Allen Haley
Allen Haley

Reputation: 657

How can I implement tags-input field with multiple kind of tags

I'd like to add tags-input field on my website. Please take a look at the screenshot.

https://snag.gy/1z3CTQ.jpg

Also, you can check here - https://insurify.com/compare/#/cars/car_make/1

As you can see here, when input one tag, there's different kinds of tags displaying.

I need an example like this.

Please someone help me!!

Upvotes: 0

Views: 338

Answers (1)

Steven Moseley
Steven Moseley

Reputation: 16325

Welcome to SO! I’m the head of engineering at Insurify, and my team and I “invented” that type of input (we call it a multi-tag-select) for our website. It wasn’t a simple process, because we had never seen anything like it before, so we wound up creating custom code to handle most of the functionality.

I’ll try to explain it to the best of my ability so you can create something similar for your product.

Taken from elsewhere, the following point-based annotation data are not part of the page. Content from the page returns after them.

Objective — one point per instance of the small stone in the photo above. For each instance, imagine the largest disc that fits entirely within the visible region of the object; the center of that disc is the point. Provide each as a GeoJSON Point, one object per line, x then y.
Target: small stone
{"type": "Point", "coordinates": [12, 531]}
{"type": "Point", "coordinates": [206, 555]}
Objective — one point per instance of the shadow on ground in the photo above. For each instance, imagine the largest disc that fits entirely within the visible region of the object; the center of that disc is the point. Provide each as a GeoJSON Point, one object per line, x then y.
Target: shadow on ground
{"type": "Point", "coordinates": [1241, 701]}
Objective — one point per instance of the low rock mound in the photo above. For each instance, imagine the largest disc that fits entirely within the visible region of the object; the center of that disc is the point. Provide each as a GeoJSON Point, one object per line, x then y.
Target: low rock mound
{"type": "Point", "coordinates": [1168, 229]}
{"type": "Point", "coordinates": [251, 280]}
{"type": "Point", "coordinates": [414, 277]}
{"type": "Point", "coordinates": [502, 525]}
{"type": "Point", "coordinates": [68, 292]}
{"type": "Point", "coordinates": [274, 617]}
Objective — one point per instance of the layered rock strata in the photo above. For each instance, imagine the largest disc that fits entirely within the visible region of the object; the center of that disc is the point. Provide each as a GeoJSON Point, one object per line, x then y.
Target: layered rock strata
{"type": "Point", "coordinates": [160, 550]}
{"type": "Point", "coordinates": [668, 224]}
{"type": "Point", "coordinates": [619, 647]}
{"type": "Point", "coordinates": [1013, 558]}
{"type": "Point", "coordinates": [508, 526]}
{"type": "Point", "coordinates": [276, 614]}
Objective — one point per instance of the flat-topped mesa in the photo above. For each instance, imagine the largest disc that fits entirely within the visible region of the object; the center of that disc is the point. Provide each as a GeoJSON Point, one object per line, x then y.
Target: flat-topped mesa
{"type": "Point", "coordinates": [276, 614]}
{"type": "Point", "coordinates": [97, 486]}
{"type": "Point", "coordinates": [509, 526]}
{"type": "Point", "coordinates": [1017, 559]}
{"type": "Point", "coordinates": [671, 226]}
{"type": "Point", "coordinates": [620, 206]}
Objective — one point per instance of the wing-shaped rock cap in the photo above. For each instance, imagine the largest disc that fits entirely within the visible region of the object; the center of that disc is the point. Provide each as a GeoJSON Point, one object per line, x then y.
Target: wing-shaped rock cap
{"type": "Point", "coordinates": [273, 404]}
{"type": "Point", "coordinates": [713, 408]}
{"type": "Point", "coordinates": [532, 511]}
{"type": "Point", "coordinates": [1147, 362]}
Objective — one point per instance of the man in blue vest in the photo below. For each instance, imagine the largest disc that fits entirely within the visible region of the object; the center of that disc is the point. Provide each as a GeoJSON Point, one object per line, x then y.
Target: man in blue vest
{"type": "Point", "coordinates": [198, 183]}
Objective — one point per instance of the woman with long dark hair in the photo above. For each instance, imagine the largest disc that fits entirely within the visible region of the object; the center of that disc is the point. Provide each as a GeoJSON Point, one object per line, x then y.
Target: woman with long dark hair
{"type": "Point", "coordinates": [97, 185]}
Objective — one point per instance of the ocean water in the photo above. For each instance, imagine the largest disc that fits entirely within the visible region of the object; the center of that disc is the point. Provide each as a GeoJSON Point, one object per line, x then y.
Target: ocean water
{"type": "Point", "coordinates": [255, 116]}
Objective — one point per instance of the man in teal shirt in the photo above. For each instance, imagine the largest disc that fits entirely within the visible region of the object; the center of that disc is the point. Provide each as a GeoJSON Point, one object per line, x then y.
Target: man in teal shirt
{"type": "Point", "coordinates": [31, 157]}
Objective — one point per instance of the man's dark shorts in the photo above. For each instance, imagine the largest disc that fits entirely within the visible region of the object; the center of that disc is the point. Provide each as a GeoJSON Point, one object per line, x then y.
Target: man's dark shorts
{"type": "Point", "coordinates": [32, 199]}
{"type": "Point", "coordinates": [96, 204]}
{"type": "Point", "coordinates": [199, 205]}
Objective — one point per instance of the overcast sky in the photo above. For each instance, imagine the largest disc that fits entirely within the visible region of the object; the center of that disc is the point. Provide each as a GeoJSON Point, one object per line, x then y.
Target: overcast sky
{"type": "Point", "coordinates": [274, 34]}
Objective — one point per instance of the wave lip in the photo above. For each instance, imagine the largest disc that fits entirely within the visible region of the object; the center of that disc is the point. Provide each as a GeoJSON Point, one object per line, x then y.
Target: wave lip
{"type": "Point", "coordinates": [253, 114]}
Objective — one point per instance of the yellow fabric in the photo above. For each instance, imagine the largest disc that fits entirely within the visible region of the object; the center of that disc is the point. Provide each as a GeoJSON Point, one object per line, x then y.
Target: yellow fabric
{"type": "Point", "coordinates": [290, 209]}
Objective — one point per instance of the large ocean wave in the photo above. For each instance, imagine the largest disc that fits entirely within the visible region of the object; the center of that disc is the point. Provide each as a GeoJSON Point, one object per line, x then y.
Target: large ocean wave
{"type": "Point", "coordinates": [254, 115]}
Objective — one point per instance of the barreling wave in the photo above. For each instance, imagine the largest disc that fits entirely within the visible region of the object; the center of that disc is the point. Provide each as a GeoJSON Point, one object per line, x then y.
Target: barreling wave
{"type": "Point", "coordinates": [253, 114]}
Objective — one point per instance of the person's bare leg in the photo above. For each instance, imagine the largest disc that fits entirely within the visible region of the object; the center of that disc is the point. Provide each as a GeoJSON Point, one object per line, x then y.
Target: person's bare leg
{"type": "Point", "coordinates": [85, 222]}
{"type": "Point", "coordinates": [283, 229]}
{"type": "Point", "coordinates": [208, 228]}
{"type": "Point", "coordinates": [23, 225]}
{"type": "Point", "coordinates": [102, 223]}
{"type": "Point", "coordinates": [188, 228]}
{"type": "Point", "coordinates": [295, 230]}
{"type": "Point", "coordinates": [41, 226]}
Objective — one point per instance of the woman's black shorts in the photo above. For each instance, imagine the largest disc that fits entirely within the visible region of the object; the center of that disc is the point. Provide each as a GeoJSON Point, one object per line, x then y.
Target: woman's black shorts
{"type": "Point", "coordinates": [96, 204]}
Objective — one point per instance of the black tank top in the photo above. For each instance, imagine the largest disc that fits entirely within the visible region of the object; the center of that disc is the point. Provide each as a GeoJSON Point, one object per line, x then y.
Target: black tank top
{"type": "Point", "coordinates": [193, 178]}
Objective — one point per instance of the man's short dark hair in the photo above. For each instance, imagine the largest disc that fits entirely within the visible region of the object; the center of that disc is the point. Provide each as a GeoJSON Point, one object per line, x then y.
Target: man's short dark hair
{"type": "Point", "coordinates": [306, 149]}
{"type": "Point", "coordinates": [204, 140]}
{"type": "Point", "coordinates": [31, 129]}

The component is basically a mash-up of:

  1. a responsive select input
  2. a tags input,
  3. a multi-dimensional model / data structure, and
  4. a controller to manage it all

We're using an API to grab data at different points, and we're caching the data on the server to make it faster, but none of that is specific to this input, so I won't detail how any of that is handled.

The way it works is:

  1. The controller loads, and grabs the first list of data from the model. The controller then renders the wrapper for the tags, and displays the first drop-down list. I assume here that you understand how to create a drop-down select list and a tags input, or that you can plug into libraries like jQuery UI to get these components.
  2. On selection of an item from the list, a "selected" event fires. This causes the controller to hide the select list, render a tag for the selected item, and load and render the subsequent list for selection. This process continues until all dimensions of data have been selected, at which the component fires a "complete" event to let any listeners know that the input has been completed.
  3. At the same time, upon completion, the input could be made to add or update a hidden input to the form (for a synchronous standard form post). In our case, we're a single-page app with an async RESTful API, so the selected value is persisted into a property of the component controller, and extracted when the form is serialized.
  4. When the tag's "x" is clicked, we delete all selections back to the preceding tag. Say, for example, 4 tags were selected, and we "x" the 3rd. The 4th will also delete. After the tags are deleted, the select list for the lowest level will be presented.
  5. For our component, we opted to skip any lists that have only one item. For those, we simply preselect the tag and move on to the next list. For this reason, when a preselected tag is x-ed, we also delete the preceding tag.

That's about it. Most of the work is in loading the data and wiring it all together.

If you have a specific question about any piece of this component, please feel free to ask in another question and I'll help where I can!